To make sure that the electrode was clean extra steps were added to the process. This step was
done after removing the GCE from the ultrasonicator. Aqua regia was prepared in a vial by
mixing 18M HCl with 18M HNO3 in a 3:1 ratio. The Aqua regia was stored in a capped vial
inside the fume hood. After the GCE was removed from the ultrasonicator it was placed inside
the fume hood facing down inside the vial of Aqua regia so that the surface of the Glassy Carbon
came into contact with the Aqua regia. The electrode was left to sit in the Aqua regia between
15 minutes to an hour. The GCE was then removed from the vial and rinsed with deionized
water. After rinsing the electrode it was placed in a 150 mL beaker half filled with deionized
water and put in the ultrasonicator again. The GCE was removed from the beaker and rinsed
with deionized water one last time. The electrode was then connected to the cyclic voltammeter
to check for electrochemical impurities.
It is important to note that for some of the early tests, the electrode showed very small Bismuth
oxidation peaks after multiple intensive cleanings using the Aqua regia step. These small peaks
were assumed negligible. Calibrated cleaning scans were used as the baseline for analysis of the
tested electrode.
Cyclic Voltammetry
Cyclic Voltammetry was the method of analysis for electroactivity of the GCE. Cyclic
Voltammetry involved three electrodes: a reference, a working, and a counter. The reference in
these experiments was an Ag/AgCl electrode. The counter in these experiments was a standard
Platinum electrode. The working electrode was the assembled GCE.

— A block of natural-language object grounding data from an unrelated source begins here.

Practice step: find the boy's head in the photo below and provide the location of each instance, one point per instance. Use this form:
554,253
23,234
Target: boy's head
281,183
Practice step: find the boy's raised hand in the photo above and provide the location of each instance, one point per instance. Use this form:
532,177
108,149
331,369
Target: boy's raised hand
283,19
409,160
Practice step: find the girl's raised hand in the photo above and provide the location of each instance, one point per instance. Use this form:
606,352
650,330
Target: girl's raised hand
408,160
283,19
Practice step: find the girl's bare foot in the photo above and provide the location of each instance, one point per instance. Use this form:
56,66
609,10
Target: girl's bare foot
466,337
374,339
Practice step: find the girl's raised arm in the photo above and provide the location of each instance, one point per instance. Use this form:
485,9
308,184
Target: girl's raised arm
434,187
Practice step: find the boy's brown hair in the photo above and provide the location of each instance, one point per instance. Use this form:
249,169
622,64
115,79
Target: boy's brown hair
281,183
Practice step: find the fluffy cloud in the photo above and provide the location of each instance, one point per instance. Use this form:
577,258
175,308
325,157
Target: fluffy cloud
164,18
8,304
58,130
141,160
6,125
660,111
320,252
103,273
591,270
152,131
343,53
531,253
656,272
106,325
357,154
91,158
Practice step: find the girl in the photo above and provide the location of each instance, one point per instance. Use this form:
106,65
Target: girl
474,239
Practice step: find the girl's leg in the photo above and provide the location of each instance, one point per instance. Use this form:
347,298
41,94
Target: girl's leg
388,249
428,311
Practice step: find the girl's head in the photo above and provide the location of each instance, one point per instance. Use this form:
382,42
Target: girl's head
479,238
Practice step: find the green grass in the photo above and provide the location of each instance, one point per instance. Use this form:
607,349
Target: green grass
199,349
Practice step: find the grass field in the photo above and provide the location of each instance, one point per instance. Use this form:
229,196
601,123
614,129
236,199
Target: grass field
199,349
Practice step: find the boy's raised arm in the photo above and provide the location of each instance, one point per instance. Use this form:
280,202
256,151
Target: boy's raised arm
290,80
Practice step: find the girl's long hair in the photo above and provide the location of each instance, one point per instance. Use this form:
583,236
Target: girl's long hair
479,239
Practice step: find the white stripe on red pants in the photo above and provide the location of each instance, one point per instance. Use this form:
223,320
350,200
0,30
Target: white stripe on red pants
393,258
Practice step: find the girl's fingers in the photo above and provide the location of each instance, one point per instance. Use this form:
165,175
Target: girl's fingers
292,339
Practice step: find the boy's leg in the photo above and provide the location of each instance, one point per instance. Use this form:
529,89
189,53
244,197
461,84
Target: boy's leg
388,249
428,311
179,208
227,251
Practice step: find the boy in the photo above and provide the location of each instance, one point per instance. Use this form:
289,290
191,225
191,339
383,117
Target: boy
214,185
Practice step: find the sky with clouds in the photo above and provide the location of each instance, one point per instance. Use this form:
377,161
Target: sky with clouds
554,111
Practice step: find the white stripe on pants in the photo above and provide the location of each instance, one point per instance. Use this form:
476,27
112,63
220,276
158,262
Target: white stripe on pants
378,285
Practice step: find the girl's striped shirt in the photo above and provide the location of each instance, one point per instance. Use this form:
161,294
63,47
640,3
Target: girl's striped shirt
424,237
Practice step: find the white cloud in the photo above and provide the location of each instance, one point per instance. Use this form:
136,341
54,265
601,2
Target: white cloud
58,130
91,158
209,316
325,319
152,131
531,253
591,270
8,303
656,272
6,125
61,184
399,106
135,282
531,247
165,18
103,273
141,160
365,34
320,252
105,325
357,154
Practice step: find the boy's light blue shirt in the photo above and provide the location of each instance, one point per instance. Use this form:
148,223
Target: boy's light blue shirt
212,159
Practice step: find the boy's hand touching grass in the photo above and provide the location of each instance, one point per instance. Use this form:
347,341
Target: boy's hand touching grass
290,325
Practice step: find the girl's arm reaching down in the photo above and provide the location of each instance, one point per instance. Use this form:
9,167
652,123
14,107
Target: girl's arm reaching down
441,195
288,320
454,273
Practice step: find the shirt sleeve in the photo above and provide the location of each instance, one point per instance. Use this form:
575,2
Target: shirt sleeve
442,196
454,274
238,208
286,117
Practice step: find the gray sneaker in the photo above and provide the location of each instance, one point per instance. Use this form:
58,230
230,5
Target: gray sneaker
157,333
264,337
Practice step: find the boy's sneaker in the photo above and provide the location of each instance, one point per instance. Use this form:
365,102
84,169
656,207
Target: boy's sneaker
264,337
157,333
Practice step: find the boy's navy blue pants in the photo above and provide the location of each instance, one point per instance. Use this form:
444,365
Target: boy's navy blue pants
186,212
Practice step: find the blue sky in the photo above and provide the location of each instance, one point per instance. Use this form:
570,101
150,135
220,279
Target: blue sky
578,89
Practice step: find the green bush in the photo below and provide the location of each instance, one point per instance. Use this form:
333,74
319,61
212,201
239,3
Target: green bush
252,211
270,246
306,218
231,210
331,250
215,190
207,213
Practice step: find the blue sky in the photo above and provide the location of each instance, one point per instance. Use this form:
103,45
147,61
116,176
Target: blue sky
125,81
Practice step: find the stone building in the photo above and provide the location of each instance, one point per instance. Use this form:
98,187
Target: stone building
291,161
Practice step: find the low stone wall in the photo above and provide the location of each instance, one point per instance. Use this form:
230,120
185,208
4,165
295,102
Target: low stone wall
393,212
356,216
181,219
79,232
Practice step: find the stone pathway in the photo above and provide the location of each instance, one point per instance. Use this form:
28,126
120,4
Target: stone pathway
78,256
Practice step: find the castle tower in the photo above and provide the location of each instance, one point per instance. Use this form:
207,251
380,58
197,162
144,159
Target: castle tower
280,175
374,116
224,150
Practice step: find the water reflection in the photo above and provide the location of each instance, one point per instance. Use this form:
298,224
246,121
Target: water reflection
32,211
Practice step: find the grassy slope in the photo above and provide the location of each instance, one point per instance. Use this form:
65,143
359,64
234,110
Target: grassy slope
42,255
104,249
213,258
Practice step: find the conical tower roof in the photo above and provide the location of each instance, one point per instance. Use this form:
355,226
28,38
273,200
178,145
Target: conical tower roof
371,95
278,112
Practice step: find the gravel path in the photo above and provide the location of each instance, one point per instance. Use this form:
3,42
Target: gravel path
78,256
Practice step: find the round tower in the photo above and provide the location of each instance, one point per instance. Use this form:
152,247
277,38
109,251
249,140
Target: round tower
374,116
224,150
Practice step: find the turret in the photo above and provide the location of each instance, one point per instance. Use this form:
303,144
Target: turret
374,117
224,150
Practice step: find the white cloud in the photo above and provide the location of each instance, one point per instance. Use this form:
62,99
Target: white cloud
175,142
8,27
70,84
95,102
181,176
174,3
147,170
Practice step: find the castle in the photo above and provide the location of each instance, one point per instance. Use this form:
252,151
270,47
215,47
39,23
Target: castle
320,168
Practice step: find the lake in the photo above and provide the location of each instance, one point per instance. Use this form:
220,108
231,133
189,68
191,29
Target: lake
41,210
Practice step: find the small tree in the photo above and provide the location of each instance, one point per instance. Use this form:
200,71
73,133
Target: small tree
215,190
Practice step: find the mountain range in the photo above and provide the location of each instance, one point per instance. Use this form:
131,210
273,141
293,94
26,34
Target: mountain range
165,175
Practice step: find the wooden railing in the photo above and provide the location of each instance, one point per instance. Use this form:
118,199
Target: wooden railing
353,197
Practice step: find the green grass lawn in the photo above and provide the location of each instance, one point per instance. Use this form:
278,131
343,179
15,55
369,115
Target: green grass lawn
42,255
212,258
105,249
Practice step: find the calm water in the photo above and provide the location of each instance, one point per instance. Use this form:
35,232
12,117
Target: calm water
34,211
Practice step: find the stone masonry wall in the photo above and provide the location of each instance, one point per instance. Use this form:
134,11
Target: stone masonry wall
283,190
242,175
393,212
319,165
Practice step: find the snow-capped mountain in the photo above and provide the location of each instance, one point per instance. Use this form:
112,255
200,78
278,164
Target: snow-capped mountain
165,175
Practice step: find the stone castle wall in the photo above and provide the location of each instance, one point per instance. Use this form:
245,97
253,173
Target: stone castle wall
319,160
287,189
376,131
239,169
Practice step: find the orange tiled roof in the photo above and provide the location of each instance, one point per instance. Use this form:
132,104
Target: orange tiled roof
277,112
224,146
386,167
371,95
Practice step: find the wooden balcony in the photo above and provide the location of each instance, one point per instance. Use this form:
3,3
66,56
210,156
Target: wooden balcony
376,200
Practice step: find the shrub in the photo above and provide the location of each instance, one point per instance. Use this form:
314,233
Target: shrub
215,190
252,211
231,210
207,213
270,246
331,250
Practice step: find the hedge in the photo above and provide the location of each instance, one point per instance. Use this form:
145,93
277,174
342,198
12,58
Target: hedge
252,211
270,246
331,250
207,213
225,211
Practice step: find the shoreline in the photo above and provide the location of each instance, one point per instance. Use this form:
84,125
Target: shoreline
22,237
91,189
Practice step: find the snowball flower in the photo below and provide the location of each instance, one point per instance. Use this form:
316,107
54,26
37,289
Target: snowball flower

Two different types of electrolytes were used throughout this project. The electrolyte used to
electrochemically characterize Bismuth was a 0.5M solution of H2SO4. When experiments were
in this solution, they were typically scanned between -650 mV and 650 mV with respect to
Ag/AgCl. There were various scan rates used with H2SO4 solution but the main scan rate used
for analysis was 50mV/s. The main focal point for analysis using this solution were the peak
current magnitude, and the stability of the peak currents after being cycled. The peak currents
can be observed in any scan but to analyze the stability the 2nd and 25th Bismuth peaks were
used. The second peak current was used instead of the first peak, because the first peak always
had a lot of noise and nothing could be interpreted from it. The 25th cycle was used to represent
a stable system.
The other electrolyte used was a 2M solution of H2SO4 with 0.1M V3+ ions. This electrolyte was
used to test the electrocatalytic effects of Bismuth on the Vanadium redox reaction between V3+
and V2+. The GCE in this electrolyte was scanned between -100 mV and -1100 mV with respect
to Ag/AgCl to get the Vanadium to react. It is important to keep the window as small as possible
because large potentials in the negative range reduces Hydrogen, which would damage the
integrity of the experiment. The electrodes were also scanned at different scan rates. For the
Vanadium solution the scan rates were either 10, 20, 30, or 40mV/s. The main focus for these
tests was to observe how large the peak currents separation between cathodic and anodic peaks,
and the magnitudes of the peak current. For the Vanadium solution the 25th cycle of the scan
was used for analysis.
Standard Layer by Layer
Standard Layer by Layer (sLbL) was a method that allowed for the controlled application of an
electrocatalyst on an electrode surface by using electrostatic attractions. Advantage is taken of
the positive surface charge of the cationic polymer and the negative surface charge the Bi-Sn
nanoparticles. They were be stacked in such a way that they formed layers. Both the cationic
polymer and the Bi-Sn nanoparticles were in liquid form, and they were applied by a
micropipette drop-wise until covering the surface of the GCE. The first layer applied to the GCE
was the cationic polymer. The positive surface charge stuck to the negative surface charge of the
carbon on the GCE. Polymer was left on the GCE for two minutes. The GCE was then washed
in a beaker full of DI water to get rid of the excess polymer. The Bi-Sn nanoparticles were then
applied on top of the polymer and left on for two minutes. The GCE was then washed in a
beaker full of DI water to get rid of the excess nanoparticles. The nanoparticles are coated with a
thin shell of Sn, which should theoretically give the nanoparticles a negative surface charge.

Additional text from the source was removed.